In case you were in any doubt about how the public and the mainstream media feel about alcohol, you need only have tuned into Panorama’s Dying for a Drink programme last week.
An episode guaranteed to put all but the most determined off the booze, it championed the health sector, was filmed inside an A&E in Liverpool where one reformed drinker admitted drinking 84 units per day, and repeatedly showed a clip of David Cameron denouncing a 2-litre bottle of cider priced £1.99. The pricing and availability message was hammered home, but the fact that tinkering with pricing would contravene EU regulations barely got a mention.
But what about drinks companies? The WSTA was given a very brief spot and communications manager Gavin Partington did his best to put across the trade’s case, but viewers would still have been in no doubt as to who the “bad guys” were.
It criticised the government for being overly influenced by big drinks firms, but it did not join the dots. No one in the trade is happy to see images of people abusing alcohol, nor the strains this puts on the beleaguered NHS. But most are doing their best to combat these problems, which is why they are engaging with government in the first place.
This sort of programme underscores how vital it is for the trade to engage with the Responsibility Deal, to show that we recognise we have a role to play and care passionately about how alcohol is consumed in the UK.
Let’s try and redress the balance. Partington neatly sums it up: “The drinks industry has a duty to help tackle alcohol misuse and is entitled to participate in discussions alongside other stakeholders.

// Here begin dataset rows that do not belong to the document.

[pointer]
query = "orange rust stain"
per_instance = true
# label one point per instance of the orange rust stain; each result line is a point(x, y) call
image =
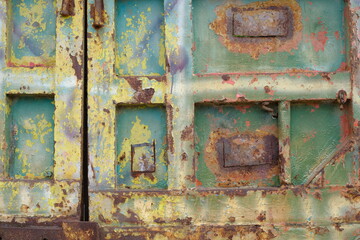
point(238, 95)
point(260, 46)
point(319, 40)
point(198, 182)
point(337, 35)
point(242, 108)
point(343, 67)
point(310, 136)
point(356, 123)
point(241, 176)
point(345, 127)
point(253, 80)
point(230, 81)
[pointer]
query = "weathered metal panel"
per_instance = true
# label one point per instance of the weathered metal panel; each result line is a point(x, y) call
point(258, 144)
point(41, 80)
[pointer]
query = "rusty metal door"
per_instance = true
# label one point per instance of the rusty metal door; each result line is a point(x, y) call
point(41, 77)
point(214, 119)
point(202, 119)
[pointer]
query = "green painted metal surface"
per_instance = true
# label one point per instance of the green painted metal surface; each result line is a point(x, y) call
point(316, 130)
point(213, 123)
point(321, 45)
point(206, 119)
point(31, 130)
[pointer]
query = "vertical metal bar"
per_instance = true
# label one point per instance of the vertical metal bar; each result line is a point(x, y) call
point(67, 8)
point(180, 99)
point(354, 31)
point(284, 142)
point(99, 14)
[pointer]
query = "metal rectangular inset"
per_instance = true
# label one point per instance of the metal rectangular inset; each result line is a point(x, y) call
point(248, 150)
point(32, 33)
point(143, 158)
point(30, 137)
point(261, 22)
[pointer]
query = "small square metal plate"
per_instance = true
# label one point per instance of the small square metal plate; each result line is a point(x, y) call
point(143, 158)
point(249, 150)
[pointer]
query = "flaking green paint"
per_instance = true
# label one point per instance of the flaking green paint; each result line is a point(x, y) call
point(315, 52)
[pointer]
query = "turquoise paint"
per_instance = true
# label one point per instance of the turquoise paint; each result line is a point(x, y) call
point(139, 28)
point(154, 117)
point(316, 16)
point(315, 132)
point(31, 137)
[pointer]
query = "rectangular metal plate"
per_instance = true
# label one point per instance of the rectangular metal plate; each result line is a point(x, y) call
point(141, 139)
point(261, 23)
point(249, 150)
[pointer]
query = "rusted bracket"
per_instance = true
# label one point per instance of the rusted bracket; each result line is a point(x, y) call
point(265, 106)
point(67, 8)
point(341, 97)
point(98, 14)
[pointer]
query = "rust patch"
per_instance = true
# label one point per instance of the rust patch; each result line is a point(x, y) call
point(262, 216)
point(318, 40)
point(239, 175)
point(318, 230)
point(187, 133)
point(76, 66)
point(254, 46)
point(352, 194)
point(145, 95)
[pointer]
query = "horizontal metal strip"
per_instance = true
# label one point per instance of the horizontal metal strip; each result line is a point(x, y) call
point(270, 87)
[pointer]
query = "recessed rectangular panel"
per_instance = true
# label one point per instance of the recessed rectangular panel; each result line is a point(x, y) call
point(237, 145)
point(140, 47)
point(269, 36)
point(31, 137)
point(32, 29)
point(141, 147)
point(317, 129)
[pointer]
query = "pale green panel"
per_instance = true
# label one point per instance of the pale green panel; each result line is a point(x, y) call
point(316, 130)
point(32, 33)
point(140, 46)
point(30, 137)
point(319, 46)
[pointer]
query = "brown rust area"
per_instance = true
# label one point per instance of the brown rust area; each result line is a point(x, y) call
point(194, 233)
point(241, 175)
point(67, 8)
point(187, 133)
point(255, 46)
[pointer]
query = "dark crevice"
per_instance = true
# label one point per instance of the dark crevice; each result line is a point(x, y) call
point(85, 156)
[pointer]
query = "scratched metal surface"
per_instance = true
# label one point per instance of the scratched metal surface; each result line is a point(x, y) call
point(41, 81)
point(173, 87)
point(220, 90)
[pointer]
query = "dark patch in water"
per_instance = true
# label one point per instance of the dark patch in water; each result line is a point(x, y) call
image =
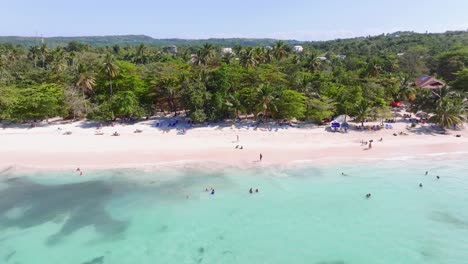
point(163, 228)
point(98, 260)
point(331, 262)
point(83, 203)
point(10, 255)
point(445, 217)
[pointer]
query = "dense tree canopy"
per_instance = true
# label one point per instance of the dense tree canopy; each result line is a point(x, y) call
point(358, 77)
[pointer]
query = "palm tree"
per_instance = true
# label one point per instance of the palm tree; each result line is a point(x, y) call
point(259, 54)
point(449, 112)
point(110, 69)
point(44, 51)
point(85, 83)
point(205, 54)
point(86, 80)
point(267, 98)
point(247, 58)
point(59, 62)
point(140, 54)
point(279, 50)
point(363, 110)
point(34, 54)
point(227, 57)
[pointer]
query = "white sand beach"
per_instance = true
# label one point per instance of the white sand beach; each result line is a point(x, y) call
point(46, 146)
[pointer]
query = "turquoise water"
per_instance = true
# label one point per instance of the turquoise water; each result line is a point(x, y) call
point(301, 215)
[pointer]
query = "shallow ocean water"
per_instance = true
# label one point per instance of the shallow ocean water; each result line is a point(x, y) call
point(305, 214)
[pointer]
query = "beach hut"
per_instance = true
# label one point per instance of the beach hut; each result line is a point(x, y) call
point(341, 118)
point(334, 126)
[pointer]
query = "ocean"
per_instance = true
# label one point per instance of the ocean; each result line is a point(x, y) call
point(301, 214)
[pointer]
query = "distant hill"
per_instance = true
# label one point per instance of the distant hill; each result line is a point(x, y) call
point(138, 39)
point(399, 41)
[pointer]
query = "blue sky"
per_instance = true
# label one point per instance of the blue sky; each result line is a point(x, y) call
point(286, 19)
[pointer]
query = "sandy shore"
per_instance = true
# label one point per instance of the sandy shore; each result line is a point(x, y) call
point(46, 147)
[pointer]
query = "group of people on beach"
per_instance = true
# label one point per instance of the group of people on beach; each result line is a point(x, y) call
point(251, 190)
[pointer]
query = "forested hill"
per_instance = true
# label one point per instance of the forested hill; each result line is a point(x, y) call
point(132, 40)
point(360, 77)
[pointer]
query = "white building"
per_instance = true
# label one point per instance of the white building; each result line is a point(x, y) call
point(171, 49)
point(298, 48)
point(226, 50)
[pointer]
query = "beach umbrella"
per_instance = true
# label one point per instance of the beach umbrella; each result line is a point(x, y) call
point(334, 124)
point(421, 114)
point(342, 118)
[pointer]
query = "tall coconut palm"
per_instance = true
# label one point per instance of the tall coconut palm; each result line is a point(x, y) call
point(44, 52)
point(110, 69)
point(33, 54)
point(86, 80)
point(449, 112)
point(59, 60)
point(247, 58)
point(205, 54)
point(363, 110)
point(279, 50)
point(140, 56)
point(267, 98)
point(227, 57)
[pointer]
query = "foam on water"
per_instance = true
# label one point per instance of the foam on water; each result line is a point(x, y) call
point(302, 214)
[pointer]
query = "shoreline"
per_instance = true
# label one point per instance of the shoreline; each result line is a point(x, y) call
point(46, 148)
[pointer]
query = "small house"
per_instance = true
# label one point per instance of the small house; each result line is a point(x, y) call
point(298, 49)
point(429, 82)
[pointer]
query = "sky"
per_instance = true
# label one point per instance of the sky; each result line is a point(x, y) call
point(199, 19)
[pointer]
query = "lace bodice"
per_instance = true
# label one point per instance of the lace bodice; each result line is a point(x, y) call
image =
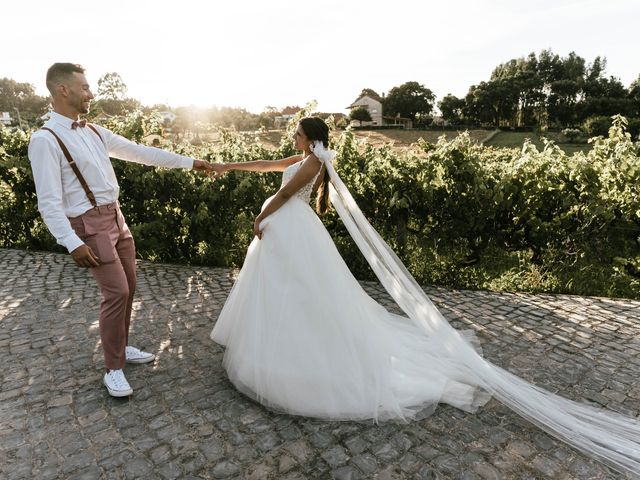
point(305, 192)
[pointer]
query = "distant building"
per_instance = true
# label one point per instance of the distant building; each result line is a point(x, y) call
point(375, 109)
point(287, 114)
point(167, 117)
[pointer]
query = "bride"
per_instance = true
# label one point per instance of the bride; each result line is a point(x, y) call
point(303, 337)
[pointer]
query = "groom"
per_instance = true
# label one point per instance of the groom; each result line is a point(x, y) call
point(77, 194)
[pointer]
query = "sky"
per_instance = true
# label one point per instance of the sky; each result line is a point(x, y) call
point(254, 54)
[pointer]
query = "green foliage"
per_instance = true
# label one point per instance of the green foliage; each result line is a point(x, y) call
point(409, 100)
point(360, 114)
point(457, 213)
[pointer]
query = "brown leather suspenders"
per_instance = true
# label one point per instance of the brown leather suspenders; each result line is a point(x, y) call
point(74, 167)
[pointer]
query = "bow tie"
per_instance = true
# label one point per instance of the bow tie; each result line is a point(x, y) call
point(81, 124)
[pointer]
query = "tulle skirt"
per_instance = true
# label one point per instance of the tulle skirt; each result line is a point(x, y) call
point(303, 337)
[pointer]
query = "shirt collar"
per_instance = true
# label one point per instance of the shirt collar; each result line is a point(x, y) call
point(61, 120)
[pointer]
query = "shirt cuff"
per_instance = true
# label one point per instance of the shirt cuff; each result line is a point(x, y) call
point(187, 162)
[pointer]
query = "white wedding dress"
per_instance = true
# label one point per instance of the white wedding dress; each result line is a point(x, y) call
point(303, 337)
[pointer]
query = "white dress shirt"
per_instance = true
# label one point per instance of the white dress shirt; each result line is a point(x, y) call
point(60, 194)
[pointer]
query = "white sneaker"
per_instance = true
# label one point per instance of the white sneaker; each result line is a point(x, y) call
point(134, 355)
point(117, 384)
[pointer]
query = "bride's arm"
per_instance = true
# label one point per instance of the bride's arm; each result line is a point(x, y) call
point(258, 165)
point(307, 171)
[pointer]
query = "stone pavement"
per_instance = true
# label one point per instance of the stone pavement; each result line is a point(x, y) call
point(185, 420)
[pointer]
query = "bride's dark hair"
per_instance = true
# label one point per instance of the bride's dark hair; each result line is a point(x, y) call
point(315, 129)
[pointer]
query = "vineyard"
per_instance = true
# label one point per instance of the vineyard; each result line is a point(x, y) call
point(458, 213)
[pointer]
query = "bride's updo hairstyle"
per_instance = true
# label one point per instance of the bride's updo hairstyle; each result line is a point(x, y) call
point(315, 129)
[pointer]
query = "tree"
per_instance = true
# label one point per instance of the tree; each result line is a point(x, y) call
point(409, 100)
point(111, 87)
point(21, 101)
point(451, 108)
point(634, 94)
point(360, 114)
point(112, 97)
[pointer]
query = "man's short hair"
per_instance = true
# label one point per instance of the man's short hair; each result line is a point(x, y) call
point(59, 72)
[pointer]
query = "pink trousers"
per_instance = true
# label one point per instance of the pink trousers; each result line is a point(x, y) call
point(104, 229)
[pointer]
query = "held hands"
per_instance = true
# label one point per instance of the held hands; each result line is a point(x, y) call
point(202, 166)
point(84, 257)
point(217, 169)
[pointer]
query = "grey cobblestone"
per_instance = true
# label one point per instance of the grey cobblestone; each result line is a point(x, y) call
point(185, 420)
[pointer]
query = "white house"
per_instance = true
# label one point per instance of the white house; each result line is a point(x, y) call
point(375, 109)
point(373, 106)
point(167, 117)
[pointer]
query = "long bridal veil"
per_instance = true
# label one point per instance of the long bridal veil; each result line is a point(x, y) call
point(610, 437)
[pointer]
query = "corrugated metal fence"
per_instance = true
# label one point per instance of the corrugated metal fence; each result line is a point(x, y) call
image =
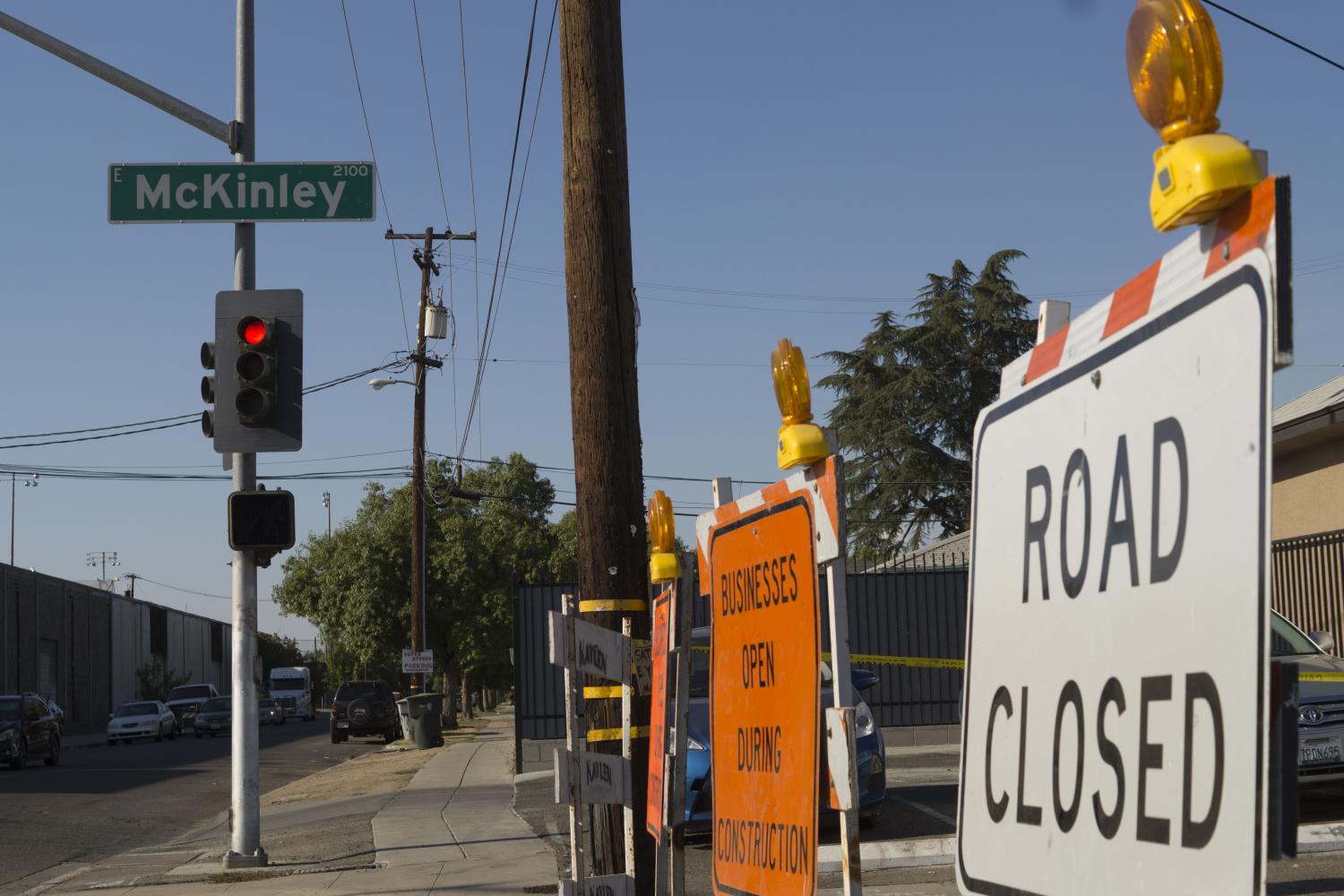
point(1308, 582)
point(916, 608)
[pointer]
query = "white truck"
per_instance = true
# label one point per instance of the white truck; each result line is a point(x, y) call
point(292, 688)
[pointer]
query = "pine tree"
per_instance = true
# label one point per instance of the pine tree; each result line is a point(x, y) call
point(908, 401)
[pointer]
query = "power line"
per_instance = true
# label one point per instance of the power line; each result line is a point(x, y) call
point(470, 177)
point(527, 159)
point(199, 594)
point(378, 174)
point(508, 193)
point(429, 110)
point(99, 429)
point(182, 419)
point(1274, 34)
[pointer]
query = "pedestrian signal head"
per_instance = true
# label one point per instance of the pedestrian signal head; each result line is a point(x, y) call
point(1176, 75)
point(801, 441)
point(663, 563)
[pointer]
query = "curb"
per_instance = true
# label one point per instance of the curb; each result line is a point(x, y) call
point(916, 852)
point(1320, 839)
point(919, 852)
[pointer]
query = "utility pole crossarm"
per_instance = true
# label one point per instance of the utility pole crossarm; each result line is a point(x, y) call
point(430, 236)
point(203, 121)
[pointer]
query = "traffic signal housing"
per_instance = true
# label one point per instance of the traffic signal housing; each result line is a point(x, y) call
point(257, 359)
point(261, 521)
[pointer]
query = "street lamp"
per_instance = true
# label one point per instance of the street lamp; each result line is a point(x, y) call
point(31, 481)
point(418, 552)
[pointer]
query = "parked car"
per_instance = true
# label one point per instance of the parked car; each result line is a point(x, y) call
point(868, 745)
point(214, 718)
point(187, 700)
point(27, 731)
point(1320, 704)
point(365, 710)
point(142, 719)
point(269, 712)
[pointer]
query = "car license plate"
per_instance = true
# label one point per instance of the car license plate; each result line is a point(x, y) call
point(1314, 751)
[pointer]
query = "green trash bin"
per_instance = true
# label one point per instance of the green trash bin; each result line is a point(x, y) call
point(426, 712)
point(427, 729)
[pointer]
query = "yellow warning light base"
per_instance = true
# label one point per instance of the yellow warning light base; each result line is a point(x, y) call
point(664, 567)
point(1196, 177)
point(800, 445)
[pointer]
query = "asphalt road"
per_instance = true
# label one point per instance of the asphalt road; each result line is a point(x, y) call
point(102, 801)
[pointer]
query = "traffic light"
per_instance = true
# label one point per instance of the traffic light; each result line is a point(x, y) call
point(257, 387)
point(261, 521)
point(207, 390)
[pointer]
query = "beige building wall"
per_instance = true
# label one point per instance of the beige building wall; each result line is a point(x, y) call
point(1309, 484)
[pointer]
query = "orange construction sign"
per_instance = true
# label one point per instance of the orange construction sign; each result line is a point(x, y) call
point(659, 712)
point(765, 692)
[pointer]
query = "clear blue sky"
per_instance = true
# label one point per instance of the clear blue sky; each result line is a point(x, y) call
point(777, 150)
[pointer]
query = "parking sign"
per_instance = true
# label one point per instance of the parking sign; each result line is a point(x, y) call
point(1113, 719)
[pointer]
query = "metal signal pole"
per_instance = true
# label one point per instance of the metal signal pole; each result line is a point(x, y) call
point(245, 786)
point(239, 136)
point(599, 295)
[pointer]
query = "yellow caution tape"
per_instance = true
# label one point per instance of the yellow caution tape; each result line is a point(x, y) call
point(1320, 676)
point(930, 662)
point(911, 662)
point(607, 606)
point(615, 734)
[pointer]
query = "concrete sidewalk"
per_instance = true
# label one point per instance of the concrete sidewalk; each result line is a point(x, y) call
point(451, 829)
point(459, 810)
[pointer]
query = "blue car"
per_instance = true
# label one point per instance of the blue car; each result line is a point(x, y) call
point(870, 750)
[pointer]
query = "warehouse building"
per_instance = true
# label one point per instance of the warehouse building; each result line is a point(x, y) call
point(83, 646)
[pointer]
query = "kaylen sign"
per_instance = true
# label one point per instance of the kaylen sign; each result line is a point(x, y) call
point(1117, 637)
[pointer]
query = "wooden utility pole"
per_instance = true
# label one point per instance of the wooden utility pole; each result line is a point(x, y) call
point(425, 258)
point(604, 392)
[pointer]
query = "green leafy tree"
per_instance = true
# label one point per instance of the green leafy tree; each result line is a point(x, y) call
point(564, 564)
point(908, 401)
point(354, 584)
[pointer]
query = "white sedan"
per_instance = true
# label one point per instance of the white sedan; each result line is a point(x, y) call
point(144, 719)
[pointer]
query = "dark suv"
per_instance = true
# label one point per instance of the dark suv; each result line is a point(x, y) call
point(365, 710)
point(27, 731)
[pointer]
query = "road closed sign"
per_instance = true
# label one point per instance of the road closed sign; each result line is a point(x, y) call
point(760, 564)
point(1113, 735)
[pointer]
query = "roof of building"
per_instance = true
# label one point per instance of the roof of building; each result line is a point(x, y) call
point(1314, 402)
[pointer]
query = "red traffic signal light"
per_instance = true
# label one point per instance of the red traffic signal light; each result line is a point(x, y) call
point(254, 331)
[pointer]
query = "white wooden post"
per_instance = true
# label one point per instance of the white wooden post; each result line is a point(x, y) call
point(680, 649)
point(626, 708)
point(841, 694)
point(573, 742)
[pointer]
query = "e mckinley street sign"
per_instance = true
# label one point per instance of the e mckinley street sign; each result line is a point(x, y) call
point(237, 193)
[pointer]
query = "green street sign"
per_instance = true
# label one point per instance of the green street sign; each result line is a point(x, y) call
point(241, 191)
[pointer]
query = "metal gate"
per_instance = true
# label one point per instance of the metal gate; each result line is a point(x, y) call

“Policymakers recognise businesses can help implement policy faster and more effectively than might be achieved through regulation or legislation, a good example being the voluntary agreement to carry health messages on products. The fact some health groups want to walk away from discussions shouldn’t prevent us from taking part.”
He says Brand Phoenix is calling for lighter styles to have as much prominence in stores as full-strength wines. “There needs to be a lighter alternative on show at the front of store,” he says.
He believes First Cape’s Café Collection is ideally placed to do this, given “it’s such a familiar brand”. “Until we start doing something visible on the shop floor, we won’t be taken seriously.”
He is also planning to host an alcohol debate in October, to talk about how to action Responsibility Deal commitments. Barton believes right now the trade’s main problem is that it’s not unified, “there are too many different theories”, he says. He also thinks it’s vital to liaise with the WSTA to make sure plans on product development fit with government guidelines.